Field-kit: Open source tools for faster geospatial data prep

Most geospatial analysis projects in global health face the same two challenges at the start. First, you need to gather data like administrative boundaries or population rasters from a lot of different places before you can do anything useful. Second, you’ll usually discover that two sources describing the same geography rarely agree on how to name things.
These problems don't get much attention, but they eat up a good chunk of time on every project. We've run into both enough times that we decided to build tools to deal with them. We recently cleaned those up and published them as a field-kit, a small open source repository on our GitHub.

This article covers what each tool does, why we built them, and who can use them.
Gathering country data before you need it
When you start a new country analysis, you typically need several a bunch of foundational pieces of data in place before you can get anywhere:
- Administrative boundaries
- Population rasters
- Road networks
- Building footprints
Those come from many different sources, each with its own format and download method. If you're heading into the field with poor internet, you want all of it on your machine before you go. Even from the office, manually pulling everything together can eat up valuable time.
Provision: Automating the heavy setup
The Provision tool automates that process. You give it a country code and an admin level, and it goes out and downloads everything into a folder. That’s admin boundaries from geoBoundaries, population rasters from WorldPop, and a handful of other standard sources.
We built it by taking the internal process we use whenever we load a new country into the Crosscut app and making it available as a standalone tool. It's not connected to what's currently in the app, so it works for any country in the world.
Provision works by typing a short command into your terminal. You tell it the country and admin level you need and it handles the rest. It's a developer tool, but more approachable than it sounds. The README walks through everything you need to get started.
Match-bot: Reconciling place names
Once you have your data, analysts will almost always hit the same second problem. You have a spreadsheet of admin units and a GIS shapefile that are supposed to describe the same places, but the names don't match. For a case or two you can manage, but with thousands of data points it ends up turning into its own job.
One source might name a facility “CS Gaspard Kamara,” while another names the same facility “Centre de Santé Gaspard Kamara.” These are the same place, the people who recorded the data just followed slightly different naming conventions. Merging those two data sets on a simple name match alone will fail. You usually get more mismatches as you drill down to lower admin levels, where there’s a lot of variation in how anything is spelled (or what it's called).
Match-bot handles this part with fuzzy matching. Rather than requiring an exact name match, it finds pairs that are close enough to be the same place, based on how many character-level edits separate the two strings. Match-bot packages those techniques into a complete set of Python scripts and configuration files you can set up once and reuse across projects.

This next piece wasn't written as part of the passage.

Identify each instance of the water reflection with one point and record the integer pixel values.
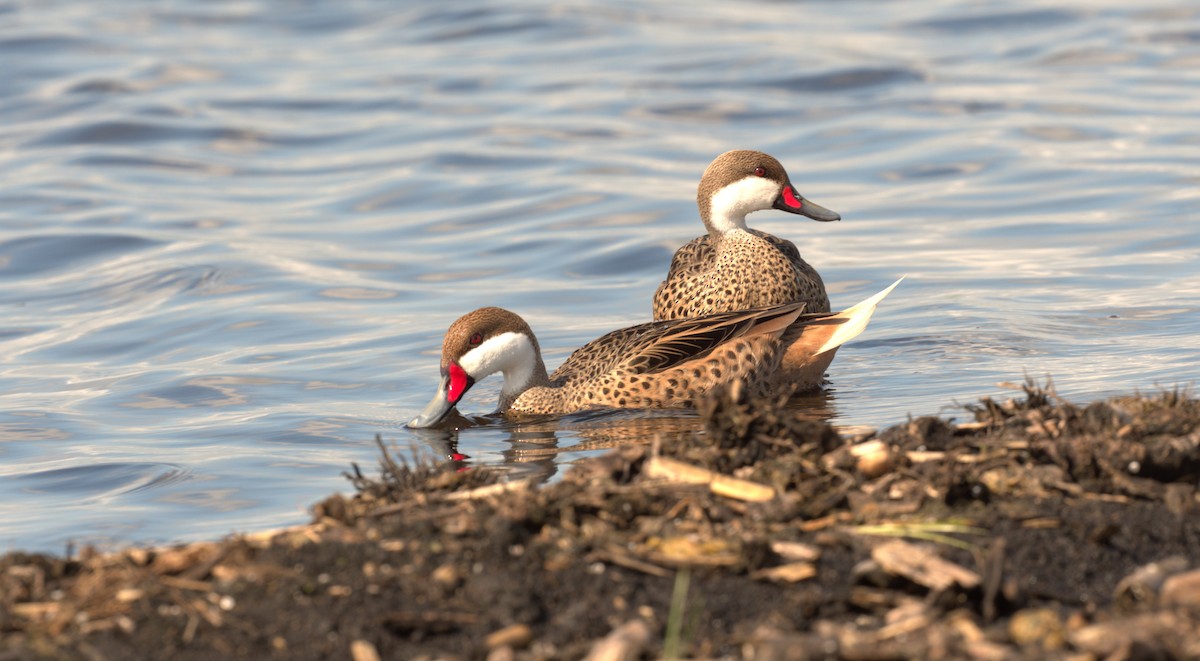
(539, 448)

How the matching process works
Match-bot uses a list of place names and a GIS shapefile. It runs the matching in multiple passes, starting with exact matches and locking those in first. It then relaxes the requirement and looks for close matches using Levenshtein distance, which is just a measure of how many character-level changes separate two strings.

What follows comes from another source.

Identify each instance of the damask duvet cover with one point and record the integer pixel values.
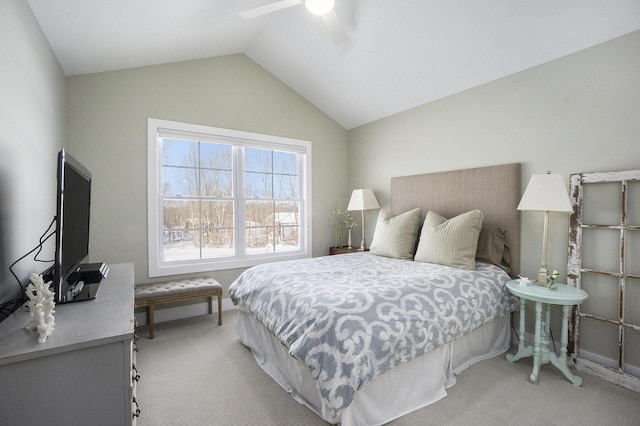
(352, 317)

Matching also always starts at the highest administrative level and works down. Skipping straight to sub-districts risks matching two places that share a name but sit in completely different regions (like Springfield, Massachusetts vs Springfield, Missouri).
Working top-down means each match is checked against what's already been confirmed above it. And before locking anything in, the tool looks at all the candidates in a group together rather than grabbing the first one that looks close enough. This avoids accidentally closing off a better match that's sitting right next to it.
How loose or strict the fuzzy pass gets is a configuration setting you control. You’ll find the correct threshold varies, based mostly on how consistent local naming conventions are. Some are more consistent or standardized than others.
Time savings: From running 30 scripts to one workflow
A year ago, I was writing a new Python script for every country we worked with. The data was different enough that I couldn't reuse much from one script to the next. I had between 30 and 40 scripts that were difficult to maintain and nearly impossible to hand off to anyone else. Finding ways to offload this grunt work has been a focus of our professional development sessions.
Match-bot replaced all of that with one set of scripts and a configuration file that handles whatever is specific to a given project. Instead of baking country-specific logic into each script, the scripts stay consistent and the config changes per project.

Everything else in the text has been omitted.